A simple-minded approach is to solve the two variable recurrence relation iteratively, that is, knowing $a_{n,0}$ find $a_{n,1}$, then $a_{n,2}$, etc.

We must have
$$\begin{eqnarray*} a_{n,1} &=& a_{n-1,1}+a_{n-1,0} \\ &=& a_{n-1,1}+1, \qquad a_{1,1}=1. \end{eqnarray*}$$ This is a one variable recurrence relation of the form $$b_n = b_{n-1}+1, \qquad b_1 = 1.$$ This can be solved by the usual methods. We find $a_{n,1} = n.$

Next we have $$\begin{eqnarray*} a_{n,2} &=& a_{n-1,2}+a_{n-1,1} \\ &=& a_{n-1,2}+n-1, \qquad a_{2,2}=1. \end{eqnarray*}$$ This is another simple recurrence relation. We find $a_{n,2} = n(n-1)/2.$

At the next step, $$\begin{eqnarray*} a_{n,3} &=& a_{n-1,3}+a_{n-1,2} \\ &=& a_{n-1,3} + \frac{1}{2}(n-1)(n-2), \qquad a_{3,3}=1. \end{eqnarray*}$$ This implies $a_{n,3} = n(n-1)(n-2)/6.$

This process can be repeated to build up $a_{n,k}$ for any $k$. At some point a pattern will be noticed and the principle of induction can be applied.

If you define $a_{n,k}=\binom nk$ to be the coefficient of $X^k$ in $(1+X)^n$ (with no combinatorial meaning attached), then you easily find $\binom nk=\binom {n-1}{k-1}+\binom{n-1}k$ for all $n,k\geq1$ (as you indicated in the question). Also $\binom n0=1$ for all $n\geq0$, and $\binom0k=0$ for all $k>0$. Expanding the second term of the recurrence relation recursively, with $\binom0k=0$ as terminating clause, gives $$ \binom n k=\sum_{0\leq i<n}\binom i{k-1} \qquad\text{for $k\geq1$ and all $n\geq0$.} $$ Now from the fact that $n\mapsto\binom n0$ is a polynomial function (of $n\in\mathbf N$) of degree$~0$ (namely the constant function$~1$) it follows easily by induction that $n\mapsto\binom nk$ is a polynomial function of degree$~k$ (summing a polynomial function of$~n$ increases the degree by$~1$).

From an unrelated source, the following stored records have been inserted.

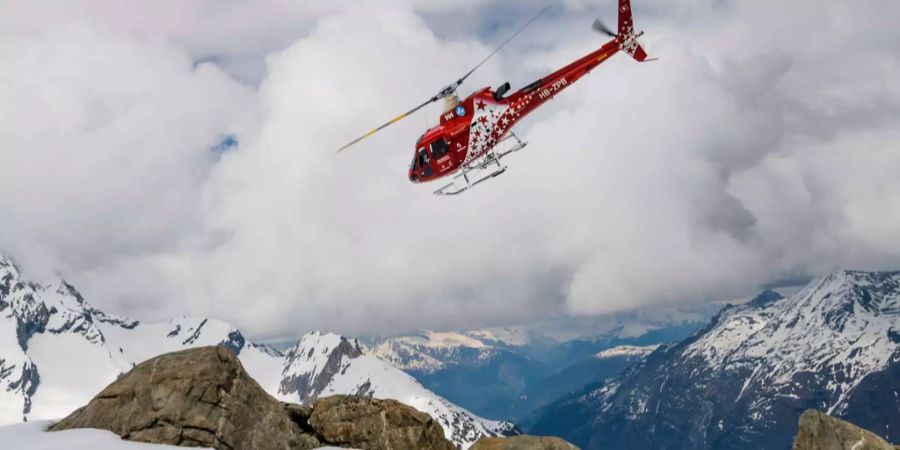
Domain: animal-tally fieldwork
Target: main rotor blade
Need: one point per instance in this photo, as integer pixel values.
(391, 122)
(450, 89)
(507, 41)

Moreover the first $k$ values $\binom ik$ for $0\leq i<k$ of the polynomial function are all$~0$, so the polynomial has roots $0,1,2,\ldots,k-1$. It therefore necessarily takes the form $\binom nk=c_k(n-0)(n-1)\ldots(n-(k-1))$ for some constant $c_k$. Using the recursion (at some point one does need to compute something) the first nonzero term $\binom kk$ of the sequence $n\mapsto\binom nk$ can be shown to be$~1$ for every$~k$, and it follows that $c_k=1/(k(k-1)(k-2)\ldots(k-(k-1))=\frac1{k!}$. Then $$ \binom nk = \frac{n(n-1)\ldots(n-(k-1))}{k!}, $$ which you may, if you feel so inclined, write as $\binom nk = \frac{n!}{k!(n-k)!}$ as long as $k\leq n$.

Look mom, no counting!